One of the things that's made it easy to find communities whose discussion I want to see is the linear feed. This is a stark contrast to new social apps I've tried, e.g., Clubhouse, where my feed is dominated by high engagement stuff I don't want.

I understand why companies push that stuff; looking at Twitter's experiments, you get more growth/$ when you switch users who've chosen linear timeline back to ranked timeline.

Fundamentally, this is why most apps don't even offer linear timeline.

At a meta level, something I find mildly interesting is how many people are writing stuff on Mastodon about how it's impossible for Mastodon to scale up without using an ad supported model (b/c server costs), it's better to have ranked feeds because most people want them, etc.
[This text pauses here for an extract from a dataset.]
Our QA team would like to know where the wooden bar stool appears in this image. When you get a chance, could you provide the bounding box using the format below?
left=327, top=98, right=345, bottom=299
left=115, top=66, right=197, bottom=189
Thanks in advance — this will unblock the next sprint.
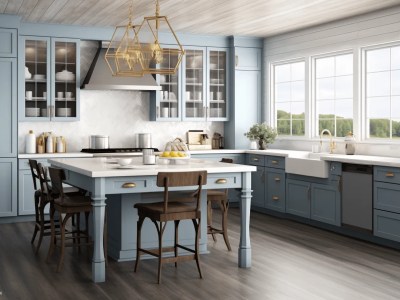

The thing I think is interesting is that the people writing this stuff, implicitly, seemingly cannot conceive of a model where the organization is not growth and profit maximizing.

If I look at my own site, I make $30k/yr off donations and could easily do 10x that with big ads, but I don't currently need the money enough to put ads up.

Likewise, if you do the math on how much it costs to run a Masto server, even if the fediverse gets way bigger and hosting costs go up, you should be able to run a small instance on donations.

Donations aren't profit maximizing compared to have ranked feeds with ads, but it's ok for there to be things that aren't profit maximizing.

It's so obvious that it's ok for things to not be profit maximizing that it's sort of absurd to think that someone would think that someone would say that things must be profit maximizing, and I think that if you asked the people writing the comments I'm referring to, they'd agree in the abstract that it's ok to not maximize profit.

This is the really insidious thing about absorbing values from the environment around you.

@danluu it has to be sustaining tho, and I suspect that if you hadn't earned big money from your last jobs, you wouldn't be willing to live on 30K/year from your Patreon. Maybe you anticipate growing to a large enough number that it becomes sustaining (100K/year?).

Sustenance has to include paying a fair wage+benefits to the admins.

@heathborders I can't speak for the admins, but I lived on $12k/yr for a long time when I was making a lot more than that as an engineer I don't have any problem living on that much.

I think an instance needs to be quite large before it really needs a full-time admin. This isn't mastodon, but the lobsters admin is very part time and does a great job with that. And HN is huge (surely larger than the largest masto instance) and gets by decently with basically one full-time admin.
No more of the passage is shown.